[digiKam-users] ImageDescription field

Thu Apr 19 10:27:56 BST 2018

On jeudi 19 avril 2018 10:43:41 CEST meku wrote:
> Strange exiv2 commandline appears to work, eg:
> exiv2 -M"set Exif.Image.ImageDescription 'ミスタードーナツ'" FILE.JPG
> 
> I filed a bug for Exif.Image.ImageDescription field not updating in DK6,
> https://bugs.kde.org/show_bug.cgi?id=393283
> 
> On 19 April 2018 at 17:48, Gilles Caulier <caulier.gilles at gmail.com> wrote:
> > Hi,
> > 
> > Exif do not support any special character encoding, as UTF8
> > 
> > Using XMP is the right way.
> > 
> > Note : IPTC is limited to Latin1 (ASCII extended). Take a care too.
> > 
> > Gilles Caulier
> > 
> > 2018-04-19 9:43 GMT+02:00 meku <digikam at meku.org>:
> >> I discovered that my UTF captions appear to be corrupted using
> >> Digikam-5.9.0, but only in the Exif.Image.ImageDescription field.
> >> 
> >> Using exiv2 command line it appears I can write UTF caption to this
> >> field.
> >> 
> >> I tried loading up Digikam-6.0.0 and it appears to ignore the field when
> >> writing, even though the default settings in Metadata>Advanced are set to
> >> write to the field.
> >> 
> >> Is this an issue with Digikam or is this a limitation of EXIF?

I think the key here is "appears" to work. According to the standard, EXIF 
tags can only use (7-bit) ASCII characters, but that does not mean that 
programs reading and writing the tags scrupulously respect that. 

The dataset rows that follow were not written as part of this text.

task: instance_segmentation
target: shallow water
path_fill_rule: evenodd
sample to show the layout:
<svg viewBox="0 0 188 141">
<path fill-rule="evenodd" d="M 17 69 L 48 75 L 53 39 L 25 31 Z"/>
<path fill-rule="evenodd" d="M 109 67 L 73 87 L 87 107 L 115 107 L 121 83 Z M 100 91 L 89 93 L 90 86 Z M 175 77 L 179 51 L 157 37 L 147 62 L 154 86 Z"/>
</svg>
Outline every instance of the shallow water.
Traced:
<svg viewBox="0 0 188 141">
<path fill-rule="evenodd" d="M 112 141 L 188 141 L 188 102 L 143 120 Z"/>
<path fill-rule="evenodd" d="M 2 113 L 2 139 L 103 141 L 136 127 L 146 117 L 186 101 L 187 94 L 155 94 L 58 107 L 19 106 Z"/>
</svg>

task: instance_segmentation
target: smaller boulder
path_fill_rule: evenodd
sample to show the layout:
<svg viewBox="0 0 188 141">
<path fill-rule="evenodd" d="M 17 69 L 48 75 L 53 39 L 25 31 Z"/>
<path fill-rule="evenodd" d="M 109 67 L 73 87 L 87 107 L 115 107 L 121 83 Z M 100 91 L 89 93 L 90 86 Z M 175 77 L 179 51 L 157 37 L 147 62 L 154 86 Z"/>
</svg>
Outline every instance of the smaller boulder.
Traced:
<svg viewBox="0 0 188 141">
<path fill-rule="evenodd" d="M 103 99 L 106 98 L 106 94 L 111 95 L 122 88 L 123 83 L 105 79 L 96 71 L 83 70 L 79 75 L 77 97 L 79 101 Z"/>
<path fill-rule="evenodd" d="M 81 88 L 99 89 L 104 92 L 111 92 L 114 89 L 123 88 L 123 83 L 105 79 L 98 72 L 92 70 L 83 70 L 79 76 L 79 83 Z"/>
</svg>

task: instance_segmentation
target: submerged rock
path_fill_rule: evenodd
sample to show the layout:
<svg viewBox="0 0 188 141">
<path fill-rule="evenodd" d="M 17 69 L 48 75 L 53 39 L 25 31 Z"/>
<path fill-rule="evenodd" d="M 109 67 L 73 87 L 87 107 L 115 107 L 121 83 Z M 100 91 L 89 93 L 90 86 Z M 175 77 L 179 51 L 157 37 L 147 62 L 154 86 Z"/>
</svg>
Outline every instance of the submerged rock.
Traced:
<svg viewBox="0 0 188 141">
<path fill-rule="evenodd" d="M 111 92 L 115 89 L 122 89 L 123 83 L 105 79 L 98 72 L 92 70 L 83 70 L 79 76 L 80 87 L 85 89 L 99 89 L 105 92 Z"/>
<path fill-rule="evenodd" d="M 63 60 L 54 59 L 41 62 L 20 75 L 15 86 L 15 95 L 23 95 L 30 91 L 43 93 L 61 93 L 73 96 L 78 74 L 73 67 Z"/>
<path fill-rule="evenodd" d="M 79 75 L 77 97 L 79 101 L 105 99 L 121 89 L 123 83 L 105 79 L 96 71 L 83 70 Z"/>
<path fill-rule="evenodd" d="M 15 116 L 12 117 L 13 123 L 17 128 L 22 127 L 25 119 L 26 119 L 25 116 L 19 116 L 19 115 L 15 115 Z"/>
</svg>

At least in standard C and C++, the easiest way is to grab the string the user 
gives as a sequence of bytes, and write that to the metadata. And just read 
the contents from the metadata as a sequence of bytes. All that without 
worrying about the encoding... (which is not all that straightforward with 
those languages). Somewhere there must be a translation to the encoding the 
user wants, but that's not the problem of the library handling the metadata.

As long as there aren't any unexpected \000 bytes in such a sequence, that may 
appear to work correctly, *as long as the same encoding is used on writing and 
on reading*. But if the encodings for reading and writing differ, you'll get 
garbled output, and *no* sure way to get the correct encoding (though you can 
find an encoding that's 'close enough').

And changing the character encoding between reading and writing can happen 
without the user realising it: a few years ago, my linux distro switched to 
utf-8 as the default. But a lot of older files are in one of the ISO encodings. 
Result: those appear garbled for any character outside the ASCII range. And it 
might get even worse between operating systems

Personally, I think it might be a good thing if Digikam 6 refuses to write 
non-ascii data to Exif tags, provided the information can get written to 
corresponding XMP tags (which afaik is always possible).

Remco